Balance between institutional and non-institutional security providers

One of the state’s main responsibilities are issues related to protecting, conserving      and securing peace within the social fabric of society. Peace is based on two types of justice, commutative and distributive, of which only the first is relevant for this article. Commutative justice is about forbidding threats of violence, which are generally legitimised by the constitution. A ‘modern’ understanding of the state often assumes that the state provides ontological security, that is, it acts as a shared ontological structure for citizens’ security. The modern state, but not necessarily all the contemporary states of the present moment, is thus understood to be an ontological security-providing institution for its citizens.
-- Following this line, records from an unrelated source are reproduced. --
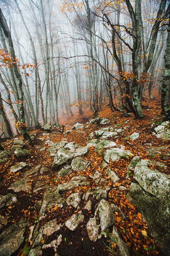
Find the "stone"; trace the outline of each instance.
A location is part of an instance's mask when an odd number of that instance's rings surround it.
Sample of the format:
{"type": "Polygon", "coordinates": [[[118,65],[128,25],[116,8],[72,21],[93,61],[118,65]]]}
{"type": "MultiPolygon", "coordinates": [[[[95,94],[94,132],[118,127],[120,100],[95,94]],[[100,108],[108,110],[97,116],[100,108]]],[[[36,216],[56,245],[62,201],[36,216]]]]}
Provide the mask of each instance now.
{"type": "Polygon", "coordinates": [[[16,144],[20,144],[21,145],[23,145],[23,142],[21,139],[19,139],[18,138],[16,138],[14,139],[14,145],[16,145],[16,144]]]}
{"type": "Polygon", "coordinates": [[[110,207],[114,211],[116,211],[117,212],[118,212],[122,218],[123,220],[124,220],[125,219],[125,217],[121,210],[118,206],[115,204],[111,204],[110,205],[110,207]]]}
{"type": "Polygon", "coordinates": [[[94,136],[94,133],[93,132],[91,133],[89,133],[88,135],[88,137],[90,139],[91,139],[93,136],[94,136]]]}
{"type": "Polygon", "coordinates": [[[56,231],[59,230],[61,226],[61,223],[58,224],[56,219],[50,220],[43,225],[40,229],[37,237],[32,246],[32,248],[38,246],[42,243],[41,241],[45,237],[49,236],[56,231]]]}
{"type": "Polygon", "coordinates": [[[31,155],[30,151],[27,149],[16,149],[14,153],[19,159],[28,158],[31,155]]]}
{"type": "Polygon", "coordinates": [[[93,199],[96,198],[97,200],[98,200],[103,198],[106,200],[107,197],[107,191],[98,187],[96,188],[94,188],[85,192],[83,196],[82,199],[87,201],[88,197],[91,195],[93,195],[93,199]]]}
{"type": "Polygon", "coordinates": [[[27,176],[28,175],[31,175],[32,174],[37,173],[39,168],[40,168],[41,166],[41,164],[39,164],[36,165],[36,166],[32,167],[32,168],[31,168],[31,169],[30,169],[30,170],[29,170],[28,171],[27,171],[27,172],[26,172],[25,173],[24,173],[24,176],[25,177],[26,176],[27,176]]]}
{"type": "Polygon", "coordinates": [[[139,134],[138,133],[133,133],[129,136],[129,138],[131,140],[134,140],[135,139],[137,139],[139,136],[139,134]]]}
{"type": "Polygon", "coordinates": [[[31,249],[30,250],[28,256],[42,256],[43,251],[41,246],[38,246],[36,248],[31,249]]]}
{"type": "Polygon", "coordinates": [[[148,155],[154,155],[156,154],[162,154],[162,151],[167,149],[168,147],[167,146],[163,146],[161,147],[158,147],[150,148],[147,148],[146,151],[148,155]]]}
{"type": "Polygon", "coordinates": [[[51,129],[52,126],[49,124],[48,124],[48,123],[45,124],[41,128],[41,129],[42,131],[49,131],[51,129]]]}
{"type": "Polygon", "coordinates": [[[85,155],[88,153],[88,147],[82,147],[77,152],[75,153],[74,157],[76,157],[77,156],[83,156],[84,155],[85,155]]]}
{"type": "Polygon", "coordinates": [[[127,170],[128,171],[134,171],[135,166],[141,158],[141,157],[139,156],[136,156],[133,158],[127,167],[127,170]]]}
{"type": "Polygon", "coordinates": [[[83,210],[87,210],[89,211],[91,210],[92,202],[91,200],[89,200],[86,203],[85,205],[83,208],[83,210]]]}
{"type": "Polygon", "coordinates": [[[87,231],[90,240],[95,242],[100,238],[103,232],[110,228],[114,222],[112,208],[106,201],[102,199],[95,211],[94,218],[90,218],[87,224],[87,231]],[[100,221],[99,225],[97,225],[97,221],[100,221]]]}
{"type": "Polygon", "coordinates": [[[81,157],[76,157],[72,160],[71,166],[73,170],[81,170],[86,169],[91,164],[89,161],[81,157]]]}
{"type": "Polygon", "coordinates": [[[44,148],[41,148],[40,149],[40,151],[45,151],[46,150],[46,148],[45,147],[44,147],[44,148]]]}
{"type": "Polygon", "coordinates": [[[119,256],[132,256],[133,253],[130,247],[121,239],[121,237],[117,229],[114,226],[111,236],[112,243],[116,244],[116,247],[119,256]]]}
{"type": "Polygon", "coordinates": [[[19,164],[16,164],[14,166],[11,166],[10,168],[10,172],[16,173],[21,171],[23,172],[26,171],[29,169],[29,167],[26,163],[21,162],[19,164]]]}
{"type": "Polygon", "coordinates": [[[142,214],[148,231],[160,245],[165,256],[170,255],[170,179],[156,170],[162,163],[142,160],[135,169],[134,177],[127,197],[142,214]],[[151,170],[149,165],[155,167],[151,170]],[[149,166],[149,167],[148,167],[149,166]]]}
{"type": "Polygon", "coordinates": [[[118,161],[121,158],[126,158],[127,156],[134,156],[134,155],[129,150],[125,150],[123,147],[106,149],[103,152],[104,159],[108,164],[110,159],[112,162],[118,161]]]}
{"type": "Polygon", "coordinates": [[[84,127],[84,126],[82,123],[76,123],[76,124],[75,124],[72,127],[71,129],[73,130],[76,129],[76,130],[78,130],[79,129],[82,129],[83,127],[84,127]]]}
{"type": "Polygon", "coordinates": [[[87,179],[84,176],[82,175],[79,175],[79,176],[76,176],[73,177],[71,178],[71,180],[84,180],[85,181],[87,180],[87,179]]]}
{"type": "Polygon", "coordinates": [[[48,171],[49,170],[46,166],[45,166],[44,165],[43,165],[42,168],[40,169],[40,172],[41,174],[42,174],[44,172],[48,171]]]}
{"type": "Polygon", "coordinates": [[[104,119],[100,123],[100,124],[106,124],[106,123],[110,123],[109,120],[108,119],[104,119]]]}
{"type": "Polygon", "coordinates": [[[0,209],[4,206],[11,206],[17,201],[17,196],[16,195],[8,193],[0,197],[0,209]]]}
{"type": "Polygon", "coordinates": [[[73,231],[79,224],[83,222],[84,218],[84,215],[82,214],[82,211],[79,211],[76,214],[73,214],[71,218],[66,220],[65,225],[68,229],[73,231]]]}
{"type": "Polygon", "coordinates": [[[58,169],[63,165],[68,164],[73,158],[74,154],[69,150],[60,148],[54,157],[52,165],[52,170],[58,169]]]}
{"type": "Polygon", "coordinates": [[[24,241],[24,234],[28,224],[24,220],[3,231],[0,235],[0,255],[10,256],[17,251],[24,241]]]}
{"type": "Polygon", "coordinates": [[[53,187],[47,189],[44,194],[38,219],[41,219],[45,216],[47,211],[58,205],[64,200],[62,196],[57,191],[57,187],[53,187]]]}
{"type": "Polygon", "coordinates": [[[108,165],[108,164],[106,163],[105,161],[103,160],[100,164],[100,168],[102,168],[103,169],[104,169],[105,168],[107,167],[108,165]]]}
{"type": "Polygon", "coordinates": [[[77,187],[80,184],[79,180],[75,180],[72,181],[68,181],[62,184],[59,184],[57,187],[57,191],[59,193],[60,192],[69,190],[74,188],[77,187]]]}
{"type": "Polygon", "coordinates": [[[105,170],[105,172],[108,176],[110,176],[114,183],[117,182],[120,179],[115,172],[112,170],[111,170],[110,168],[107,168],[105,170]]]}
{"type": "Polygon", "coordinates": [[[99,172],[97,171],[96,171],[95,173],[94,173],[91,175],[89,175],[89,177],[91,179],[93,180],[96,180],[97,179],[98,179],[100,178],[102,175],[102,174],[99,172]]]}
{"type": "Polygon", "coordinates": [[[29,191],[31,189],[31,184],[29,184],[30,181],[29,178],[20,179],[13,183],[8,189],[13,189],[15,192],[19,192],[21,190],[29,191]]]}
{"type": "Polygon", "coordinates": [[[77,208],[81,201],[80,195],[82,193],[74,193],[69,195],[66,200],[66,203],[68,205],[72,205],[75,208],[77,208]]]}
{"type": "Polygon", "coordinates": [[[102,152],[104,149],[115,147],[117,145],[113,141],[103,139],[97,143],[95,148],[95,151],[100,155],[102,155],[102,152]]]}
In any given society human beings can derive ontological security from two types of sources: institutionalised and non-institutionalised. Institutionalised sources of ontological security involve the provision and management of an ontological framework that makes sense of the self in the context of the larger existential questions that an (individual) may face during periods of stability. Non-institutionalised ontological security providers involve everyday situations, environments, and interactions to the extent that everyday practices are stable and familiar, and (individual) persons will feel ontologically secure in them, for example friends, family, and local communities.
Both institutionalised and non-institutionalised security providers play an important role in ontological security. This is an important divide, due to maintaining a balanced public and private sphere. The state has the exclusive responsibility to define rules and restrictions regarding the freedoms of civilians and organisation, if need be, with the use of proportional force. At the same time, granting the state too much power can also be dangerous. That is why a balance between institutional and non-institutional security providers is required. If non-institutionalised security providers were the only ones responsible, the state would either be weak or at odds with the non-institutionalised security providers. And if the institutionalised security providers were the only ones, the government would become totalitarian, or in the best case scenario it would be perceived as totalitarian. This in turn could lead back to the starting point of this article, with an increase in political violence and acceptance of violence against the state.